Jan is also remembered for his partnership with Piet Greyling. Some scribes have argued over the years that the way he and Greyling dominated the breakdowns was one of the primary reasons why the Sprinboks won the 1970 series against the All Blacks.
Ellis is also remembered for his work ethic and his contrasting running styles when he chased and ran with the ball. Stories are told of Jan’s training regime, with rocks in the mountains and storm water ravines surrounding Windhoek. His fitness, agility, speed and his arm and leg strength is alleged to be a consequence of running up and down the mountain slopes carrying sizable rocks during the heat of the day. During the 1965 tour the New Zealand rugby scribes were all much impressed with his speed and commitment to training while admitting that he was still very much a newbie in the process of getting the hang of tactical plays and demands of defensive play of loose forwards. Jan was a quick learner though and by the end of that tour he had cemented his place in the Springbok side and by 1970 he had learned enough to influence the outcome of that series with his defensive and tactical endeavours around the park.
Such was his natural strength though that when he got robbed and shot at age 58, he seized the gun bearer and carried him something like fifteen metres to the his garage office and held onto him while phoning the police and kept him down on the ground while bleeding profusely until the police arrived.
Ellis had a distinctive forward leaning running style (see picture below) when chasing and was deceptively fast on the chase with those long forward-leaning loping strides.

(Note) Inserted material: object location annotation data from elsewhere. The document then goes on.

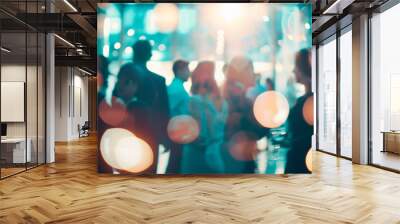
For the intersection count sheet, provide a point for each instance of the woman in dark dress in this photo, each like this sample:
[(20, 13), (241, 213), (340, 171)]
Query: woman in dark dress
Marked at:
[(300, 131)]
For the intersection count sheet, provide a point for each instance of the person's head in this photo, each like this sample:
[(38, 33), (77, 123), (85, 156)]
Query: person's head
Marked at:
[(142, 51), (302, 68), (128, 82), (239, 77), (203, 80), (269, 84), (181, 70)]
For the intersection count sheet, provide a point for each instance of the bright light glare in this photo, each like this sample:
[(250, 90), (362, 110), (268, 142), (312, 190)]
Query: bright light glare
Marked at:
[(106, 51), (231, 12)]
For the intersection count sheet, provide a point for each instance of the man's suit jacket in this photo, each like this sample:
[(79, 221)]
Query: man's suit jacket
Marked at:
[(153, 91)]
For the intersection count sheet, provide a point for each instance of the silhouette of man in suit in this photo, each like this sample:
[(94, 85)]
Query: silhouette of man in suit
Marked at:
[(153, 91)]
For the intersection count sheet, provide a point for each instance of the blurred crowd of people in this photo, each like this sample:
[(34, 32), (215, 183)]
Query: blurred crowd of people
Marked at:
[(220, 119)]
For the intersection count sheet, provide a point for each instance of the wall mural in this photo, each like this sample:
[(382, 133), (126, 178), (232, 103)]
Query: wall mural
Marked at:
[(210, 88)]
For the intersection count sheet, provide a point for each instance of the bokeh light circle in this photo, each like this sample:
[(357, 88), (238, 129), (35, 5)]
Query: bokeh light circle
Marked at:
[(271, 109), (262, 144), (183, 129), (122, 150), (243, 147), (309, 160), (308, 110), (166, 17), (113, 114)]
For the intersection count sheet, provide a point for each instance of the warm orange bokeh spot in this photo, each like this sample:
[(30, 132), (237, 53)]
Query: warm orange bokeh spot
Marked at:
[(308, 110), (242, 147), (183, 129), (271, 109), (122, 150), (309, 160), (113, 114)]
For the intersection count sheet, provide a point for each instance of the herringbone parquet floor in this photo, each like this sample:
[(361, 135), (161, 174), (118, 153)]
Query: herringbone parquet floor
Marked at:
[(71, 191)]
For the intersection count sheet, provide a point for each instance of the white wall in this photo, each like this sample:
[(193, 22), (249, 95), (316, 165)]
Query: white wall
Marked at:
[(71, 94)]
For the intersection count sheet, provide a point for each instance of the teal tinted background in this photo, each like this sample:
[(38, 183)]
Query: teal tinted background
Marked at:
[(268, 34)]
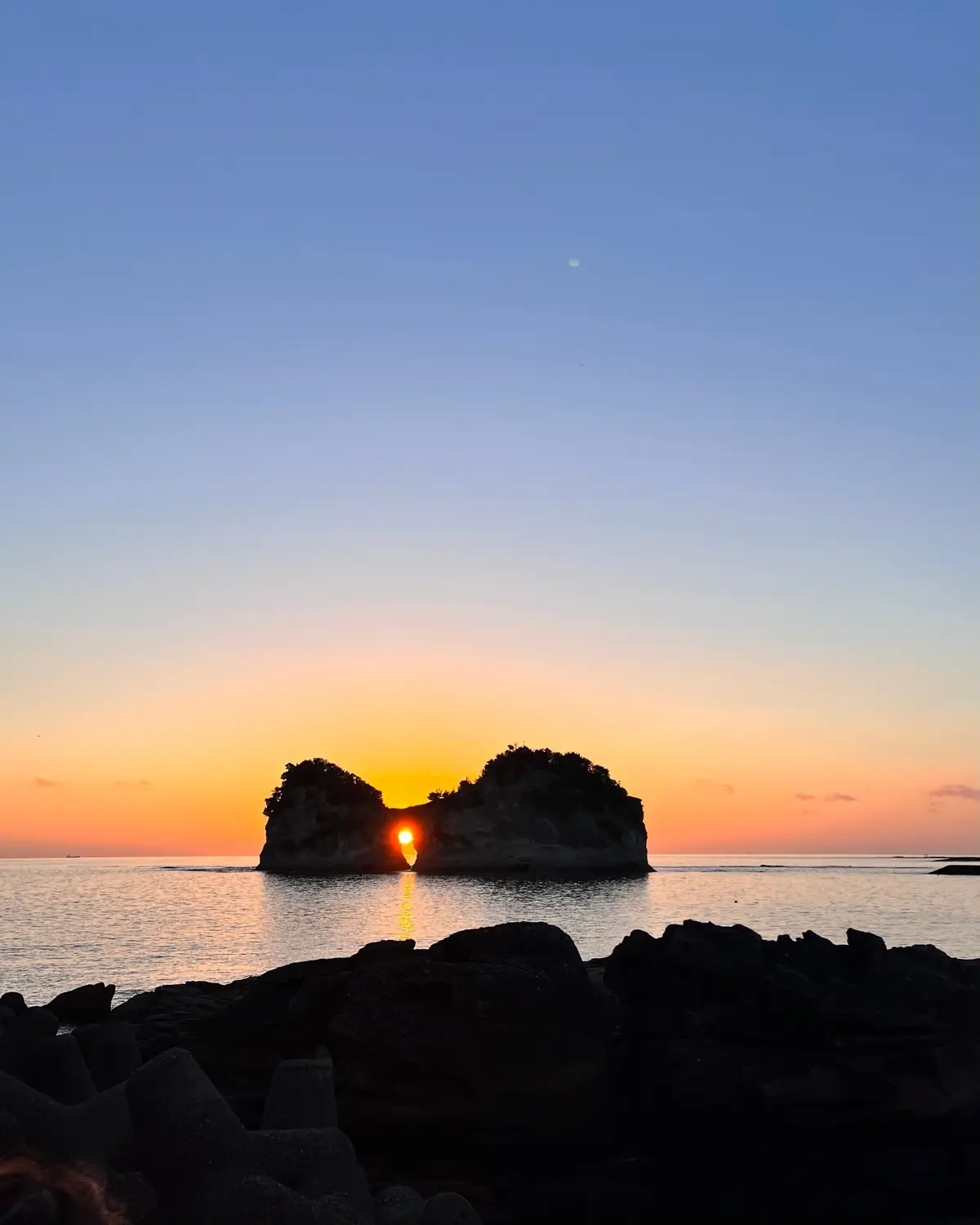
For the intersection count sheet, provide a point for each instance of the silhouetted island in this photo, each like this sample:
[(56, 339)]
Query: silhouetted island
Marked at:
[(531, 811)]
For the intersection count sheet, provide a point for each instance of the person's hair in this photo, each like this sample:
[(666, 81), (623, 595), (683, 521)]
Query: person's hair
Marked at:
[(36, 1192)]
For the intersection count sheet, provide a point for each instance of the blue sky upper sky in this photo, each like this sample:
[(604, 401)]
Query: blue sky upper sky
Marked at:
[(293, 357)]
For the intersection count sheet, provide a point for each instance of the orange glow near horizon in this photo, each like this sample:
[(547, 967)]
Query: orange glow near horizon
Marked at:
[(183, 759), (407, 844)]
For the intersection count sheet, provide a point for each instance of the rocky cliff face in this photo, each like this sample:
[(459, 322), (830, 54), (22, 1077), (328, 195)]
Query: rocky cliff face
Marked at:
[(531, 811), (323, 820), (536, 811)]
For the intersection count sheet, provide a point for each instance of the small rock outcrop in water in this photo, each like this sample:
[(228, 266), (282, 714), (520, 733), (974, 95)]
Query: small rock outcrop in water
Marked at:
[(323, 820), (531, 811)]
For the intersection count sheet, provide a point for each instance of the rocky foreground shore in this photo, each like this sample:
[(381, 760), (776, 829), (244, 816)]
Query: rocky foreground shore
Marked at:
[(706, 1076)]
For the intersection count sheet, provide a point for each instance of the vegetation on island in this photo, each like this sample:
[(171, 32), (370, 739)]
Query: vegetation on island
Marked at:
[(553, 781), (337, 784)]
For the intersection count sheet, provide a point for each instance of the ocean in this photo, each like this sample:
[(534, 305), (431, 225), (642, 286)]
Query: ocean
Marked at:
[(140, 923)]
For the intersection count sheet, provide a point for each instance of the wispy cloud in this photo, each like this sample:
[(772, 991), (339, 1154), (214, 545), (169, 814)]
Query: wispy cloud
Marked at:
[(710, 786), (955, 791)]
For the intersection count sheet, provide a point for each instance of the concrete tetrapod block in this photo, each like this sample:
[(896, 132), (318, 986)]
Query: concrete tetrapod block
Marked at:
[(316, 1163), (56, 1067), (96, 1134), (185, 1131), (448, 1208), (14, 1000), (255, 1200), (399, 1205), (110, 1050), (11, 1137), (301, 1095), (24, 1033)]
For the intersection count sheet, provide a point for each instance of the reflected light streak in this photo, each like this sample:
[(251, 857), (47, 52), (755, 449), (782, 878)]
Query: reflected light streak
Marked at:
[(406, 908)]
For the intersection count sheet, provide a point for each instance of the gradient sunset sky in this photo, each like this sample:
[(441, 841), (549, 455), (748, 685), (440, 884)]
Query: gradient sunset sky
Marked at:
[(396, 381)]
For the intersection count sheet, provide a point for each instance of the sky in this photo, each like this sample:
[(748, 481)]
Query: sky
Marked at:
[(396, 382)]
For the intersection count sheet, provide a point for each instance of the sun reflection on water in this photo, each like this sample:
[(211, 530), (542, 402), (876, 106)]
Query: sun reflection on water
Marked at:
[(406, 906)]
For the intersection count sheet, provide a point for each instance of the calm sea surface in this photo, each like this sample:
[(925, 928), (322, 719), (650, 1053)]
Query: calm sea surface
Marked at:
[(140, 923)]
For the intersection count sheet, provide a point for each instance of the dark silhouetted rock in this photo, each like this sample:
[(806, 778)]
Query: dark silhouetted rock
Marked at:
[(867, 951), (384, 951), (56, 1067), (533, 811), (323, 820), (316, 1161), (109, 1050), (537, 942), (11, 1137), (83, 1006), (301, 1095), (24, 1033), (399, 1205), (448, 1208), (95, 1134), (12, 1000), (183, 1126)]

When carrying the ball he was more upright and on his toes. This upright style and his natural speed off the mark provided him with a devastating sidestep that could send the South African fans into a frenzied overenthusiastic applause that baffled some of the international scribes on occasion. During the last match of the 1969 / 1970 End Of Year Tour, Ellis used this sidestep with good effect against the Barbarians to score two brilliant tries. The picture below shows Jan Ellis on his toes just before he started sidestepping his way through and past the ring of defenders surrounding him in the photograph to score his second try in that match. This try is described by Chris Greyvenstein as follows:
‘Twelve minutes to go and the ball rolls loose 40 metres from the Barbarian’s goal. Swooping down on it is Jan Ellis, the red haired flank from South West Africa. The ball is scooped up in one easy-flowing, almost casual movement and then he is off in that loping, long striding run of his. Two defenders are brushed aside with a flip of the shoulder and a sway of the hips. Another one is beaten with an all but imperceptible change of pace. Now the ball is clutched in one big, freckled hand and running with perfect balance on the soft green turf, Ellis sidesteps free of the cover defence with only Mike Gibson, Ireland’s outstanding centre, between him and the try-line. A feint as if to pass and Gibson goes the wrong way as Ellis thunders past him to score one of the greatest tries in the history of international rugby without a finger being laid on him on his weaving 40 meter run.’
He didn’t shy away from the rough stuff and many a picture shows him with a bruised cheekbone if not a black eye (See picture below).
He was a prolific try scorer and one of the top try scorers in the team during the 1971 tour to Australia, notching up seven tries. He notched up 10 tries during the 1965 tour to Australia and New Zealand and 6 tries during the 1969 / 1970 End Of Year Tour to the United Kingdom. Jan Ellis scored 32 tries for the Springboks in 74 matches (7 tries in 38 tests).
Jan could strum a lively piece on the piano and knock out a lively tune on the mouth-organ.
Rest in Peace big fella, I will always remember you with fondness.